Maverick Citizen

DISASTERS AND JUSTICE OP-ED

Remembering Hlobane – 40 years of the struggle for mine health and safety

Remembering Hlobane – 40 years of the struggle for mine health and safety
This approach reached its peak after the Kinross accident in 1986 in which 177 miners lost their lives in an entirely preventable fire. (Photo: Ridge Times / Wikipedia)

The Hlobane mining disaster marked a major turning-point in the ongoing battle to secure higher levels of occupational health and safety for workers in South Africa, but much remains to be done.

Early on the morning of Monday, 12 September 1983, a methane explosion tore through the Hlobane colliery outside Vryheid in northern KwaZulu-Natal, killing 68 mineworkers. 

By a tragic coincidence, 57 miners had died and six were seriously injured in 1994 in a previous methane explosion at the same mine, 39 years to the day earlier.
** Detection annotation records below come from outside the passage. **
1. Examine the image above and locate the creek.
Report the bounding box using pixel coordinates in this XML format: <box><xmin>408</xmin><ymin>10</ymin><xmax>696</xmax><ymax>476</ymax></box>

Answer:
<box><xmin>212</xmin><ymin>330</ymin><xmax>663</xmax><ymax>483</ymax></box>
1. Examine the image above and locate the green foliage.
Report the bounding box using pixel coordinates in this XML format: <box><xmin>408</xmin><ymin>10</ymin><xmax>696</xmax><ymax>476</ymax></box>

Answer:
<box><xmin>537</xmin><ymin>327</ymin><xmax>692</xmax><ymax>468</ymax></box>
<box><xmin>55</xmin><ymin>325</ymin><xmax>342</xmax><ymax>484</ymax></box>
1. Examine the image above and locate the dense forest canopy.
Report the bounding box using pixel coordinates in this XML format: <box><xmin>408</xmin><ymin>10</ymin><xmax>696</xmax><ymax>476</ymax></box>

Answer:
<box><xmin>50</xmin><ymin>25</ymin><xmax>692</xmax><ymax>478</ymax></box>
The picture of the accident that emerged showed how it flowed from apartheid-era mining practices. The response of the recently formed National Union of Mineworkers (NUM) was to have a lasting impact on mine health and safety.

The mines in 1983

Hlobane, which was owned by the parastatal Iscor, worked a shift system known as the 11-day fortnight, with a half day on Saturdays. This working condition was insisted on by the Mynwerkersunie which represented white mineworkers. A benefit was that their members could play or watch rugby and other sports on Saturday afternoons.  

Apartheid-era job reservation was still in place and black workers were not permitted to obtain the qualifications needed to become a certified miner and to move up the mine hierarchy. They were still required to address their often much younger white supervisors as “baas”. As black workers spent their working days at mine working faces, they were at far greater risk of injury, disease and death than their supervisors.  

The accident 

Methane gas, which is explosive when found in quantities between 5% and 15%, is an ever-present danger in coal mining. For an explosion to occur there must be a build-up of methane which goes undetected and is ignited. The massive gash in the middle of the Johannesburg city centre is a stark reminder of what can happen when methane goes undetected. 
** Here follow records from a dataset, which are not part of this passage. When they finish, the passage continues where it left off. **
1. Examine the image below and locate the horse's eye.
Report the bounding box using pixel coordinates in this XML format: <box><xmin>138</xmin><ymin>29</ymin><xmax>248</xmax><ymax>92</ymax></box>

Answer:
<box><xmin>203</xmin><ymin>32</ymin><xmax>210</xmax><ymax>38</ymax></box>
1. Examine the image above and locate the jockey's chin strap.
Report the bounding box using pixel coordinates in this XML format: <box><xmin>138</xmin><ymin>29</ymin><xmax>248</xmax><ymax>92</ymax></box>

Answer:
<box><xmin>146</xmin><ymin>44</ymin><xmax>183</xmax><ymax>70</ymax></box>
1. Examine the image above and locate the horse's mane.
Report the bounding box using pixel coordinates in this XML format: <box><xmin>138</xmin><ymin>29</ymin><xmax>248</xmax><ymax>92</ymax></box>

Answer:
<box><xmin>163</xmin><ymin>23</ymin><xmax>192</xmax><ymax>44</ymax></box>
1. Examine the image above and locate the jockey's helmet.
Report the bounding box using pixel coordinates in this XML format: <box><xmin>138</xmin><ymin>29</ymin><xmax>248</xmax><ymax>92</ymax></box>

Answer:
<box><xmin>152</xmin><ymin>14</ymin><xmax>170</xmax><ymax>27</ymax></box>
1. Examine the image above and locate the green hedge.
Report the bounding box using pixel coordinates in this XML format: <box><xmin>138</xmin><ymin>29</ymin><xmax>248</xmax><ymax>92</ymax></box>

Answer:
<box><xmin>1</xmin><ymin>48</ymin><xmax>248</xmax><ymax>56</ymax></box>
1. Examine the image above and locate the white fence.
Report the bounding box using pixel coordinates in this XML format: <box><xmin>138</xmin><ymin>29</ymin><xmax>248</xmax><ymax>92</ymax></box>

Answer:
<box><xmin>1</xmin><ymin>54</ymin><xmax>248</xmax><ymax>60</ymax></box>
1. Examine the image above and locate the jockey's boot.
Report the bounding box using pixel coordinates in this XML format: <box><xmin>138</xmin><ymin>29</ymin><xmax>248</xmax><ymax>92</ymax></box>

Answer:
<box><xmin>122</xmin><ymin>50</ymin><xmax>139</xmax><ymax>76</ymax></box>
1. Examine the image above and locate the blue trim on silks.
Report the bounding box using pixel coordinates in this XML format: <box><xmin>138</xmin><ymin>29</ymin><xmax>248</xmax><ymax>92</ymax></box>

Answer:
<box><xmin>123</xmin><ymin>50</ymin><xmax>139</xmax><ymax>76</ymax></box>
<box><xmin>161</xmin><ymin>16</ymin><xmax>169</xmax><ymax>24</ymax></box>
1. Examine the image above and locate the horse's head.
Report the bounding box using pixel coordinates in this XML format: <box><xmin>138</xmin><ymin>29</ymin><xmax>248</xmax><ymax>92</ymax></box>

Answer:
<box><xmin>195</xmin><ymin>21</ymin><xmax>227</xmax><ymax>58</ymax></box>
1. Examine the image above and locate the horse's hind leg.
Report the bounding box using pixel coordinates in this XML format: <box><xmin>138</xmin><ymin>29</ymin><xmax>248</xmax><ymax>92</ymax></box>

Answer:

The mine was ventilated by air driven into its working faces. Heavy cloth  curtains, known as brattices, were installed to ensure the full force of air pumped into the mine reached the working faces to dilute the methane. On the Saturday morning before the explosion, a brattice had been holed by a piece of heavy mining equipment that was driven through it. The air escaping through the hole reduced the ventilation flow by about half, massively increasing the risk of a methane build-up.

The miner on duty reported the incident to his immediate supervisor, the shift-boss, who told him to “maak ‘n plan”. What repairs were made is not known as the shift-boss, who had a legal duty to ensure safety requirements were met, did not follow up or report the incident up the mine hierarchy before he went off for the weekend.  
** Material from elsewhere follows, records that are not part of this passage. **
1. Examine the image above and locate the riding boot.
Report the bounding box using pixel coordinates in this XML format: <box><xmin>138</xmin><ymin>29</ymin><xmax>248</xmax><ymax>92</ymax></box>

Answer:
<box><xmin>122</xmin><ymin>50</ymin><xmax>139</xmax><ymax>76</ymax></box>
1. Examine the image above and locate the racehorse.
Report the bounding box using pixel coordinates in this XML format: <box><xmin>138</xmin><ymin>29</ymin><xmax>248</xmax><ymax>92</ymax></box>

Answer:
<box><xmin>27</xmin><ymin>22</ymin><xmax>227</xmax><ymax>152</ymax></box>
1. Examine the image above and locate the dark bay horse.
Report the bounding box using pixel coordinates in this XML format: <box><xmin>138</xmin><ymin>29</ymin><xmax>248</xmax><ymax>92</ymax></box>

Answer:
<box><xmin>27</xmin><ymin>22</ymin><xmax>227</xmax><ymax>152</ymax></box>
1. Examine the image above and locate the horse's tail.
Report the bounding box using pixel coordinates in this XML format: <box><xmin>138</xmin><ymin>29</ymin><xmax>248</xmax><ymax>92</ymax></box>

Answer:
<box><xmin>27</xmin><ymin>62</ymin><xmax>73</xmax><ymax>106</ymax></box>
Methane accumulated in the empty mine over the weekend, reaching lethal levels. The gas was not detected at the start of the Monday-morning shift and shortly afterwards a spark from a piece of mining equipment triggered the explosion. The workers had entered a death trap.

NUM’s response 

The accident offered NUM, which had been in existence for less than a year, its first major opportunity to challenge apartheid-era mining health and safety.  

NUM quickly instructed my colleague, Clive Thompson, to assemble a legal team, with the late Dennis Kuny SC and Gilbert Marcus as counsel, to represent the families of deceased mineworkers at the joint inquest-inquiry held into the accident at the Vryheid Magistrates’ Court. 

President Cyril Ramaphosa. (Photo: EPA-EFE / NIC BOTHMA)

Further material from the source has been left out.